How does NaCl Poly1305 implementation do modular multiplication?

Question

The NaCl ref implementation of Poly1305 performs modular multiplication to calculate a polynomial $\mod 2^{130} - 5$ using the following modular multiplication function:

static void mulmod(unsigned int h[17],const unsigned int r[17])
{  
  unsigned int hr[17];
  unsigned int i, j, u;

  for (i = 0;i < 17;++i) {
    u = 0;
    for (j = 0;j <= i;++j) u += h[j] * r[i - j];
    for (j = i + 1;j < 17;++j) u += 320 * h[j] * r[i + 17 - j];
    hr[i] = u;
  }
  for (i = 0;i < 17;++i) h[i] = hr[i];
  squeeze(h);
}

... where squeeze() is a reduction. A sequence of mulmod() operations is rounded off with a freeze() operation:

static const unsigned int minusp[17] = {
  5, 0, 0, 0, 0, 0, 0, 0, 0, 0, 0, 0, 0, 0, 0, 0, 252
} ;

static void freeze(unsigned int h[17])
{
  unsigned int horig[17];
  unsigned int j, negative;

  for (j = 0;j < 17;++j) horig[j] = h[j];
  add(h,minusp);
  negative = -(h[16] >> 7);
  for (j = 0;j < 17;++j) h[j] ^= negative & (horig[j] ^ h[j]);
}

This implementation has no documentation, and has been copied literally to various projects (the code above is actually from the libsodium fork).
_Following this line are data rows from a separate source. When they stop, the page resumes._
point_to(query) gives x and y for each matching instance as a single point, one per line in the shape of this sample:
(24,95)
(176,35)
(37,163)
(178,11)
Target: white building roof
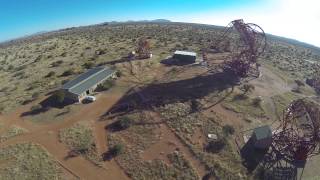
(186,53)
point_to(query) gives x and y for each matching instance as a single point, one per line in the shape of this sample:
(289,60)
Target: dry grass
(27,161)
(80,138)
(12,132)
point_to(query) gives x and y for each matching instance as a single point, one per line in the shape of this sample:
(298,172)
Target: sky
(297,19)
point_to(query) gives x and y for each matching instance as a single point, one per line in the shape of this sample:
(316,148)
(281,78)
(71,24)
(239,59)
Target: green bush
(256,102)
(247,88)
(50,74)
(299,82)
(117,149)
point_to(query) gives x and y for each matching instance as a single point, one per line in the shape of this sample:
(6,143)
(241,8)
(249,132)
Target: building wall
(78,98)
(71,97)
(185,58)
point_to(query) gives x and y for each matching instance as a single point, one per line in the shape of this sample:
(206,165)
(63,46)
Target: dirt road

I've compared this to the various multiplication algorithms on Wikipedia, Montgomery Reduction and Daniel Bernsteins explicit CRT method but I don't recognise it as any of them.

The most basic implementation of the overall Poly1305 using gmp simply uses add/mul/mod operations, so there's nothing that esoteric in the main loop.

The reduction and the freeze seem to indicate this is some kind of residue number system but I can't find explicit descriptions of how that would work.

One of Daniel Bernsteins motivations when writing this was probably to have a constant time implementation, if that helps identify the algorithm.

Does anyone recognize the algorithm being used here, and know of/can provide a complete explanation of it (i.e. one that explains how the magic numbers 320 and minusp are derived, and the basis for all xor operations in the freeze)?

Answer 1

Numbers get represent as in base 256, i.e. $h = \sum_{i=0}^{17} h_i \cdot 256^i$. Since ints are used which are significantly larger than bytes you don't need to propagate carries immediately.

If you forget about modular reduction, then the $i$th digit of the result is computed as $\sum_{j=0}^i h_j\cdot r_{i-j}$. Apart from the lack of carry this is pretty much the same as schoolbook multiplication.

Now to take modular reduction into account you take the high bits of the result starting with bit 130. Now you can shift these 130 bits to the right, multiply them by 5 and add it to the unreduced result. Now shifting to the right by 130 bits can be done by shifting to the right by 17 bytes and then shifting 6 bits to the left. Shifting 17 bytes to the right is done using index arithmetic in r[i + 17 - j]. Shifting 6 bits to the left is equivalent to multiplying with 64. Combining that with the multiplication with 5, gives you a multiplication by 320.

for (i = 0;i < 17;++i)
{// compute the i-th byte of the output 
    u = 0;
    for (j = 0;j <= i;++j) u += h[j] * r[i - j];// schoolbook multiplication
    for (j = i + 1;j < 17;++j) u += 320 * h[j] * r[i + 17 - j];// 5 * overflow >> 130
    hr[i] = u;
}

So the first inner loop is the contribution of those digits that didn't overflow, and the second inner loop the contribution of the overflow.

freeze seems to simply be:

if(h > p)
    return h - p;
else
    return h;

Except it uses bitwise operations to avoid the branch. minusp is $2^{8 \cdot 17}-(2^{130}-5)$, i.e. it simply represents $-p$. It can be used to reduce modulo $p$ if the input is less than $2p$.

Since the individual elements of h can be larger than 256 but are in base 256 you need to propagate carries at the end of each multiplication. This is done using squeeze. Now after propagating the carries you get a number between 0 and $2p-1$. Having a slightly too large value as the result of an intermediate step isn't a problem, so no further reduction happens by default.

But at the of the MAC you need a number between 0 and $p-1$, so freeze is used as final reduction.